Damit wird eine konkrete Gesamtbetrachtung aller für die Frage der Erkennbarkeit des Irrtums relevanten Umstände des Falles gefordert. Dabei ist die Bezeichnung der drei Kriterien vom EuGH erkennbar nicht abschließend (namentlich). Es dürfen auch andere Gesichtspunkte berücksichtigt werden. Auch der Inhalt der drei namentlich bezeichneten Kriterien liegt nicht fest und ist einer Interpretation zugänglich. Die vom EuGH genannten Kriterien sind insoweit zwar als Maßstäbe der Prüfung zu berücksichtigen, fraglos aber nicht als abschließende Bestimmung der Erkennbarkeitsvoraussetzungen. Wenn also hinsichtlich der Erfahrung des Wirtschaftsteilnehmers zu untersuchen ist, ob er gewerbsmäßig im wesentlichen im Einfuhr- und Ausfuhrgeschäft tätig ist und ob er bereits über eine gewisse Erfahrung imHandel mit den betreffenden Waren verfügt, insbesondere ob er in der Vergangenheit Geschäfte dieser Art durchgeführt hat, für die die Zölle richtig berechnet wurden (Abs. 21 des genannten EuGH-Urteils), so umschreibt dies lediglich die typischen Prüfungspunkte beim Kriterium Erfahrung als Merkmal der Erkennbarkeit, schließt aber erkennbar nicht aus, daß über diese allgemeine Erfahrung hinaus auch etwaige besondere Erfahrungen des Wirtschaftsteilnehmers gerade mit der speziellen Rechtsfrage, auf die es in concreto ankommt, berücksichtigt werden können. Schlösse man dies aus, liefe man vielmehr Gefahr, im Einzelfall dem Erfordernis der Gesamtbetrachtung aller Umstände des Falles nicht gerecht zu werden.

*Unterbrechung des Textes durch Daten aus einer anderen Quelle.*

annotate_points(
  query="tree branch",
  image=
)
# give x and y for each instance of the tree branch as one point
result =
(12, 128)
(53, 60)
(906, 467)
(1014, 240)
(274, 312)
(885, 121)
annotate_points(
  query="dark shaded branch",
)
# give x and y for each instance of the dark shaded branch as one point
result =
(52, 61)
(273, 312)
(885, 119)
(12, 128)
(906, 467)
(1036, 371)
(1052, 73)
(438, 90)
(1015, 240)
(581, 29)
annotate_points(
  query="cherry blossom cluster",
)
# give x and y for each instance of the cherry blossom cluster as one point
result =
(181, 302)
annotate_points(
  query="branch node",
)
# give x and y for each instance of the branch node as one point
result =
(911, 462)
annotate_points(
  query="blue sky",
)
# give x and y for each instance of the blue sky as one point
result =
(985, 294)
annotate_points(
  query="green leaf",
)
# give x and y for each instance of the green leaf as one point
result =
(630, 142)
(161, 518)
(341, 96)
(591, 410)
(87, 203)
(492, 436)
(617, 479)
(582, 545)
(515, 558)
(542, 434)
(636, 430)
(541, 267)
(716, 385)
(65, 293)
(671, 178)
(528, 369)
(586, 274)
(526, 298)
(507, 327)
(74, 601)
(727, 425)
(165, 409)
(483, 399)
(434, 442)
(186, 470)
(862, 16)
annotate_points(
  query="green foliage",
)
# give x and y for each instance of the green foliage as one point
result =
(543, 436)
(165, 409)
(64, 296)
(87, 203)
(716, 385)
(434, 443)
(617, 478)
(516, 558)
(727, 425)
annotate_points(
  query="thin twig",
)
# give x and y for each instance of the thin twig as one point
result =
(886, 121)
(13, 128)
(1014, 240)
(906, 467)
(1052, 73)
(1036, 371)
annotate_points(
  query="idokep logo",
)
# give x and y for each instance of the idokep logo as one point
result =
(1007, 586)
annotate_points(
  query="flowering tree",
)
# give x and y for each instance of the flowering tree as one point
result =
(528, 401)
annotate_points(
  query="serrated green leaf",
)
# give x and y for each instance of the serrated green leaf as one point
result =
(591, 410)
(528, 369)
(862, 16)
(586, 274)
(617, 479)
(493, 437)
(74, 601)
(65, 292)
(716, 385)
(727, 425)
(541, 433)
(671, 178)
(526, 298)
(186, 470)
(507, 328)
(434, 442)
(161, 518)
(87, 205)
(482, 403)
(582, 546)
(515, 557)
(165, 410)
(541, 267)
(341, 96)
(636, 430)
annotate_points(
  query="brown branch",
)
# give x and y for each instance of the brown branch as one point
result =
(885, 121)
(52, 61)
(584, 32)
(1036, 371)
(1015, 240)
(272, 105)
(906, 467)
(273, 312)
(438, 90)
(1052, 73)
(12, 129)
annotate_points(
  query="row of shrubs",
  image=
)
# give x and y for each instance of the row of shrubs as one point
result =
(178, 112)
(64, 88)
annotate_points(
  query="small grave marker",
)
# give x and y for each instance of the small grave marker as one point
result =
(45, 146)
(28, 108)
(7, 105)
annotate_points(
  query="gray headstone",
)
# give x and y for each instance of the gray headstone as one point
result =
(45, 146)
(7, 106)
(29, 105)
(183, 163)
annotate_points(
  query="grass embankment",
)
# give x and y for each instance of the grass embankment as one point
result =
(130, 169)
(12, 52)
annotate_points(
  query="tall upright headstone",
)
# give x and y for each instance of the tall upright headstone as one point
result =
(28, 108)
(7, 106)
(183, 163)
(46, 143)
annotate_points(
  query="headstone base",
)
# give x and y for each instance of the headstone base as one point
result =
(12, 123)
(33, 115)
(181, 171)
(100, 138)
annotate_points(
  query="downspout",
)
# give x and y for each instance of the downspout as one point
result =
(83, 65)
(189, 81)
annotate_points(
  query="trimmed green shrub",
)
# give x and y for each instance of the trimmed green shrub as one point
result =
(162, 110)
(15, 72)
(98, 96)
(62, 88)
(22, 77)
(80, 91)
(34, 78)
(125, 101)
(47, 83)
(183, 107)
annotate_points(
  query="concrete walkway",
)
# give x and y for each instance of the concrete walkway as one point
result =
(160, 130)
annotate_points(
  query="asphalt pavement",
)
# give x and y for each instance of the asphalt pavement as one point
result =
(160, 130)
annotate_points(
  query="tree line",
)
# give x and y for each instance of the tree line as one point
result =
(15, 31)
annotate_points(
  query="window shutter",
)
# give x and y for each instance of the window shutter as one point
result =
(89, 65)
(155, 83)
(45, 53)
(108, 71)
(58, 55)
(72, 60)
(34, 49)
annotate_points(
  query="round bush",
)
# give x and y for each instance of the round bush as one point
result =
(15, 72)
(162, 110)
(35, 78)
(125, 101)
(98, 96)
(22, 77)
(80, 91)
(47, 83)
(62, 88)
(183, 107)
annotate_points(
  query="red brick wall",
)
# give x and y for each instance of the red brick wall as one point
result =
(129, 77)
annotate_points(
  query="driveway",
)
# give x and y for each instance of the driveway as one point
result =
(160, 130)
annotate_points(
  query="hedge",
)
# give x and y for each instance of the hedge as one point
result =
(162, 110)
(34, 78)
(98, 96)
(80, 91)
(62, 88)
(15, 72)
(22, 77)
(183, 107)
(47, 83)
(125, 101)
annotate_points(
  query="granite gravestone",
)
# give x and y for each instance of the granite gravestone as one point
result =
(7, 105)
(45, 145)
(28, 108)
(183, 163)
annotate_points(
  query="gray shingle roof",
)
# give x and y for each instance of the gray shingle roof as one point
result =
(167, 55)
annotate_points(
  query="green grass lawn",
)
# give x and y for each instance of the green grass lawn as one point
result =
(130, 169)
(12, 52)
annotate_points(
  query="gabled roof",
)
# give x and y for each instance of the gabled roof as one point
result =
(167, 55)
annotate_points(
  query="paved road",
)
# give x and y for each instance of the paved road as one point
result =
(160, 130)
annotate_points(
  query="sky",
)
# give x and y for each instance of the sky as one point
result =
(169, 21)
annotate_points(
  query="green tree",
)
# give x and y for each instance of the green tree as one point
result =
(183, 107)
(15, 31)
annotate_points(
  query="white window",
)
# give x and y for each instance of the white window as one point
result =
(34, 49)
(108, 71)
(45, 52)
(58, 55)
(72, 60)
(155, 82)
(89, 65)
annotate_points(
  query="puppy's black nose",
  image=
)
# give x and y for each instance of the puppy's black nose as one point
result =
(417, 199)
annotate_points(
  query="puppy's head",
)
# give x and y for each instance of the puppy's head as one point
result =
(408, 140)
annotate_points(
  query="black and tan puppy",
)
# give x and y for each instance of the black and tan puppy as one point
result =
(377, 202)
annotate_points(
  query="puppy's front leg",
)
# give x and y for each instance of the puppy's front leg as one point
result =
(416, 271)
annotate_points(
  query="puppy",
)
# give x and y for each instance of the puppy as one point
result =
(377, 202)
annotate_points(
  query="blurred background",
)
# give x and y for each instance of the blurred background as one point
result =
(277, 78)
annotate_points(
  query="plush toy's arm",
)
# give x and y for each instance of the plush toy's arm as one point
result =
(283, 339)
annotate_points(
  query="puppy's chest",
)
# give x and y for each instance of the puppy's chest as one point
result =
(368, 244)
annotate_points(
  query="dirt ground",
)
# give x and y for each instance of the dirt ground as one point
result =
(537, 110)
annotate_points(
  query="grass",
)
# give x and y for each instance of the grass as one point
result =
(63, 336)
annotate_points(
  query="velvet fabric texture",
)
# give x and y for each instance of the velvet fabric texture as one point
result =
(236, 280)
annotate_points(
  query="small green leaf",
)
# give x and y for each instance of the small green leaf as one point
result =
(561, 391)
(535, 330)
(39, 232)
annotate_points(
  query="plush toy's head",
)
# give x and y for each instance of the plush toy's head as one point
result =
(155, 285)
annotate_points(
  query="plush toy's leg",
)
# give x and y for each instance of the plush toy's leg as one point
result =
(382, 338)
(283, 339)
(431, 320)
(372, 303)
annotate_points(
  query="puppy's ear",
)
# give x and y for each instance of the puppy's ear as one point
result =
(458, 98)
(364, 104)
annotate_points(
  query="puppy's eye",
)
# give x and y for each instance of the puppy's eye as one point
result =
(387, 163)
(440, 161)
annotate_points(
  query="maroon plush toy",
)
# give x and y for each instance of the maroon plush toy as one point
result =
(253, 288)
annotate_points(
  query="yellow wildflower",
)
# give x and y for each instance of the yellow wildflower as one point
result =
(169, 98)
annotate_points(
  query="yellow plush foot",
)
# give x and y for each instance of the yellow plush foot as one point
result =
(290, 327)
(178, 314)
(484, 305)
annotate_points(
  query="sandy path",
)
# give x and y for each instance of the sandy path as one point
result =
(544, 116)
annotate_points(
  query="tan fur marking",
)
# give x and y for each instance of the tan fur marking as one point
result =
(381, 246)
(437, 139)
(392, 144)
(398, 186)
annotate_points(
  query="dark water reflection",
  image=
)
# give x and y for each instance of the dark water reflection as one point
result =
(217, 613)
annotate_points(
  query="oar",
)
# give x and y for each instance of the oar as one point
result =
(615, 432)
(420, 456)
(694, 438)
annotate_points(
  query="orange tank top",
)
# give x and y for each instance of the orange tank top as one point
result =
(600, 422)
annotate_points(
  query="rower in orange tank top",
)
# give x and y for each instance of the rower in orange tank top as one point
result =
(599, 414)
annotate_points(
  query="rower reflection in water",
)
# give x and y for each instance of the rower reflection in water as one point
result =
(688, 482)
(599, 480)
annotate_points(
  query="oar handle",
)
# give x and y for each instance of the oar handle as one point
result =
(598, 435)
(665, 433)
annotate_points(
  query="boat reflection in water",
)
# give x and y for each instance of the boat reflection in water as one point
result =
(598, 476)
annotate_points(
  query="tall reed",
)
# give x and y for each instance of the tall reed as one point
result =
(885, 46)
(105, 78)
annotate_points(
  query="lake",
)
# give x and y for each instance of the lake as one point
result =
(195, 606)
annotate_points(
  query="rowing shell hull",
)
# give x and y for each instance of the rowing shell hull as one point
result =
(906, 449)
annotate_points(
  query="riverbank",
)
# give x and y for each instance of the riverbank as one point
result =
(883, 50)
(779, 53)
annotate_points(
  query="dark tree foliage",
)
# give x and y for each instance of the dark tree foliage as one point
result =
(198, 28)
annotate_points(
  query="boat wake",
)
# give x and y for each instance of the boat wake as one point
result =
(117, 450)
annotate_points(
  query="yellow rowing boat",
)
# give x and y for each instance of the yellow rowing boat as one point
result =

Die Berücksichtigung der aufgezeigten Gesichtspunkte im Einzelfall liegt im Bereich der dem FG übertragenen Anwendung (s. auch Abs. 23 des genannten EuGH-Urteils) bestehender Rechtsgrundsätze auf den konkreten zur Entscheidung stehenden Sachverhalt, der regelmäßig grundsätzliche Bedeutung nicht zukommen kann (Senat, Beschluß vom 17. September 1974 VII B 112/73, BFHE 113, 409, BStBl II 1975, 196; ständige Rechtsprechung). So ist es Aufgabe des FG zu entscheiden, ob die mangelnde Erfahrung des Wirtschaftsbeteiligten hinsichtlich der speziellen einschlägigen Rechtsfrage nach den gesamten Umständen des Einzelfalles stärker zu gewichten ist als dessen vorhandene allgemeine Erfahrung in Zollsachen und ihr ggf. sogar, wie es das FG im Streitfall für angebracht hielt, der Vorrang einzuräumen ist. Diese Beurteilung der Umstände des Falles durch das FG kann nicht mit einer Nichtzulassungsbeschwerde wegen grundsätzlicher Bedeutung angegriffen werden.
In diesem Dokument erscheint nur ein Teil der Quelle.